Tina Cushey, co-owner of Curtis Pharmacy, was vaccinating folks Wednesday during its clinic at the South Franklin Township Volunteer Fire Department Social Hall. She said they have about 12 unpaid volunteers who help with registration, consent forms and getting through the appropriate lines.
“It takes all of them to make it go smooth,” Cushey said about the volunteers.
Biddle said they have about 40 unpaid volunteers in Greene County, the Peters Township clinic and their main clinic at Crown Center. Many of those volunteers have been volunteering for Washington Hospital since before the pandemic, so when assistance was needed for the clinics, they jumped at the opportunity to help.
“I think it is their call to action, where they see this need, and they say, ‘How can I help?’” Biddle said. “That’s what our volunteers do. They very much are of the mindset to come together to help the community. They’re very willing to give extra of their time.”
Trich, for example, has been involved with the Washington Hospital Foundation’s board of directors for about 21 years, he said. When his daughter received her second vaccine at the Crown Center clinic, he said he “was really impressed by how organized it was and how many people were helping out.”
He wanted to be a part of that, and so far, he said, it’s been a good experience.
Marlene Rhoades, of South Franklin Township, also volunteers at that clinic twice a week. She’s volunteered for the hospital in the past, as she’s president of the Washington Hospital Auxiliary.
“I thoroughly enjoy it – to see the people come in and feel like they won the lottery,” she said. “They’re all full of smiles and are grateful and appreciative of how it’s run, because it runs very efficiently.”
Rhoades said the volunteers are the first point of contact, greeting people who arrive for their shot. They help them with forms, directions, and checking in with the nurses.
“We try to get people to relax, because a lot of people come in and they’re really nervous,” she said.
The majority of folks receiving the vaccine, however, are very happy to be there, Rhoades said.
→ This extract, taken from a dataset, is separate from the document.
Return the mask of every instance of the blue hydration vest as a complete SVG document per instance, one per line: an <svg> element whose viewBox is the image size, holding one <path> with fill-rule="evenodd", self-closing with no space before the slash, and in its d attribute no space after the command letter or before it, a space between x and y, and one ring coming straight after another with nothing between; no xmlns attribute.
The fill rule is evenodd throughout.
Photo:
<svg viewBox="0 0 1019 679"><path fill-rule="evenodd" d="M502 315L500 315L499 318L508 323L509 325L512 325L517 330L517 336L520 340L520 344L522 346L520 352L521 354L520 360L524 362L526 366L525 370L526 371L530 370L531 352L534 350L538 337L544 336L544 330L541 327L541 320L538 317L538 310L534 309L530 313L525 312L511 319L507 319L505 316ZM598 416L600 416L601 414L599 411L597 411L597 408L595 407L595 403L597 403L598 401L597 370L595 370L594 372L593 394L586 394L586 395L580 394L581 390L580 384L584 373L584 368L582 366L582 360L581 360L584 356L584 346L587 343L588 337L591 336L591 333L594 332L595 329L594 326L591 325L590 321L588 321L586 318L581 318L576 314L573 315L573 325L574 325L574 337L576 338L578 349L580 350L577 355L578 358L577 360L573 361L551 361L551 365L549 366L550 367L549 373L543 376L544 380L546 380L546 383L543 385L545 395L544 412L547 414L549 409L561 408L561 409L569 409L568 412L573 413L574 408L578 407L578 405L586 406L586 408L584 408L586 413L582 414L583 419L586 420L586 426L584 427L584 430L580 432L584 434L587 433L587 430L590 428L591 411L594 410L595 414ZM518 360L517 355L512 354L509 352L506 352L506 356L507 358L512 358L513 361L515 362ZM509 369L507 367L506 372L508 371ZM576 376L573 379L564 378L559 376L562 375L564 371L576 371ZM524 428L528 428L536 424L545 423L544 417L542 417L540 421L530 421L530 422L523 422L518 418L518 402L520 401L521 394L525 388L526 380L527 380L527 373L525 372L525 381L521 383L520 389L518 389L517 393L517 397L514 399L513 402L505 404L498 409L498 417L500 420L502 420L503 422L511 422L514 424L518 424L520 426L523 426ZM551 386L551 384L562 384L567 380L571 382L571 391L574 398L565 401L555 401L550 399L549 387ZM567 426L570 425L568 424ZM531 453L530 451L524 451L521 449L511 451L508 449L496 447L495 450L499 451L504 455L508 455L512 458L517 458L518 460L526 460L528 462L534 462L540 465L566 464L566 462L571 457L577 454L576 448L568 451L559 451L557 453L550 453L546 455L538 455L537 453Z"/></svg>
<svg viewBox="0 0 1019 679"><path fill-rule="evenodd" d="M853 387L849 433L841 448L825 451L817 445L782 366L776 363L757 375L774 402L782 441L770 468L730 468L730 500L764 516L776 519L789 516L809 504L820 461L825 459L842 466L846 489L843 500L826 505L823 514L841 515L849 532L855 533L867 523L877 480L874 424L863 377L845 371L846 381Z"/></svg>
“They wave and say, ‘Thank you,’ and it just makes you feel good,” she said. “It makes you feel like, ‘Oh, I did something nice today.’”
Stuart Harris, of Bridgeville, who volunteers at the vaccine clinic at the Peters Township recreation center, likened the excitement to people just returning from a trip to Walt Disney World.
“It might be the happiest place on earth because everyone coming in is just so happy to be able to get their shots,” he said. “For the six hours I’m there, every person who comes through there is like the happiest person on earth. It’s been quite heartwarming.”
Harris has been volunteering with Washington Hospital for about five years and sits on the volunteer advisory board.
“Because of COVID, a lot of the usual volunteer duties were postponed,” he said. “So, when this came around, it was an opportunity to stay active in the volunteer community. It’s been incredibly delightful. It might be one of the most enjoyable things I’ve ever done.”
Rhoades and Harris both commented on the number of vaccines now being distributed in these larger clinics, and how grateful they are to participate.
“It’s an honor to be a small part of it,” Harris said.
All of the Washington Health System volunteers were able to receive vaccines as part of the rollout, Biddle said.